Dara Veung thought he knew what studying in the U.S. would be like before he even left Cambodia: “A very happy life with a lot of parties and a lot of friends.”
America, he had reasoned, would be “like New York—the New York in the movies.”
Then, in the autumn of 2008, he arrived in the “Jewel of the Prairie”: Grinnell, Iowa, a town of roughly 9,000 people where the Iowa Transportation Museum is a headline attraction and the 2010 U.S. census counted 246 Asians.
For Mr. Veung, who had worked tirelessly to win a scholarship to Grinnell College, Iowa was a long way from his family home in Kampong Cham province.
“Frankly, I was disappointed at first,” said Mr. Veung, now a 27-year-old business development manager for Smart Axiata while on leave from Harvard’s MBA program, in an interview last week. “But as an Asian who values education a lot, I think the rural location helped.”
Every year, thousands of Cambodians like Mr. Veung pack their bags and leave the country for an undergraduate or graduate education overseas. They’re looking for new friends, new food, a new perspective—and a quality of education that no amount of money can buy in Cambodia.
Prime Minister Hun Sen has repeatedly disputed this contention. During a graduation ceremony at the National Institute of Education in Phnom Phnom on Thursday, he again lashed out at opposition leader Sam Rainsy for describing degrees from Cambodian universities as “worthless” in a speech last year.

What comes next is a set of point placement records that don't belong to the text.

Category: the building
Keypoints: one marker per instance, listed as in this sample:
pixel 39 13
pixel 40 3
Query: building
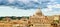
pixel 39 20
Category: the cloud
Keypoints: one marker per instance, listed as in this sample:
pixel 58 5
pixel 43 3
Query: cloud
pixel 25 4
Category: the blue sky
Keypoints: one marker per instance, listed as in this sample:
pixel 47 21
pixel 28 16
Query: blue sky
pixel 28 7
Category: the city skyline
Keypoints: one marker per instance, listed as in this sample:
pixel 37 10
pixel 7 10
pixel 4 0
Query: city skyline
pixel 26 8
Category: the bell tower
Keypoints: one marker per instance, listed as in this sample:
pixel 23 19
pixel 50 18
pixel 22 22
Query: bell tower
pixel 38 12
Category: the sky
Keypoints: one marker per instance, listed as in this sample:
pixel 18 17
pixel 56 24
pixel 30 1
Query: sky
pixel 28 7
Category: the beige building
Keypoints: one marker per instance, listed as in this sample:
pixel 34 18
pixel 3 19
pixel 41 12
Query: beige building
pixel 39 20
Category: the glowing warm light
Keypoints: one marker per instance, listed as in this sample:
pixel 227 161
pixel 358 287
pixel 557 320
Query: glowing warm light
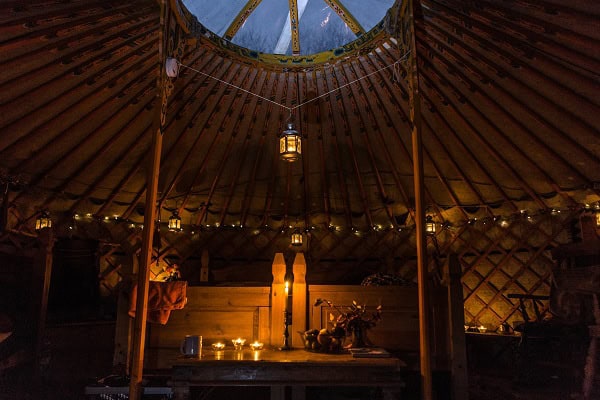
pixel 218 346
pixel 238 343
pixel 256 345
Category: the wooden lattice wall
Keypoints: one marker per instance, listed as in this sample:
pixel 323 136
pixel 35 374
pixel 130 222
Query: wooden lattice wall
pixel 498 257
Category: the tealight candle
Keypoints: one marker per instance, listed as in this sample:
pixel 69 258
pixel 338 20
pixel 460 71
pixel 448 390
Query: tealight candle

“We just want to remind every student studying in the country, and those who do not go to study abroad, to use the pain coming from some politicians’ disdainful words to motivate and strengthen their capacities,” he said.
But the prime minister is surrounded by the products of an overseas education. His eldest son, Hun Manet, received a bachelor’s degree from the United States Military Academy at West Point and a doctorate in economics from the University of Bristol in the U.K. Environment Minister Say Samal is a graduate of Australia’s Monash University and Transport Minister Sun Chanthol is alumnus of both American University in Washington and Harvard.
Education Ministry spokesman Ros Salin described his master’s program at the University of Lyon in glowing terms. “In classwork, we had a chance to group with students from France, Latin America, Africa…. It was a very good experience.”
Mr. Salin said the ministry’s Cambodia Higher Education Vision 2030 plan will revise university curriculums, increase research and collaboration with Western universities, and invest in science and engineering tracks to address what the plan calls “an alarming mismatch between education and employment” for the country’s more than 200,000 higher-education students.
In the meantime, students who can afford it continue to study abroad.
For those with particularly deep pockets, the clearest path overseas is through one of Cambodia’s international schools. At the International School of Phnom Penh (ISPP)—arg-uably the most prestigious primary and secondary school in the country, and one of the most expensive—95 percent of students in grades 11 and 12 enroll in the International Baccalaureate (IB) Diploma Program, which is recognized by thousands of universities worldwide, according to ISPP communications manager Lindy Leonhardt.
Ms. Leonhardt said the school’s mix of expatriate and Cambodian students who complete the IB program are well positioned to leave the country for university.
“Typically, 100 percent of our Diploma Programme graduates will go on to higher education and study abroad,” she wrote in an email. “The top destinations for our students are universities in the US, UK, Australia and Canada.”
For those without the means to afford ISPP’s annual tuition of $22,210 for 11th and 12th grade students, Mr. Veung’s path is an example of one back-breaking alternative.
Born into a fishing family in Kampong Cham province, Mr. Veung’s parents sent him to Phnom Penh as a 12-year-old to attend the state-run Bak Touk High School.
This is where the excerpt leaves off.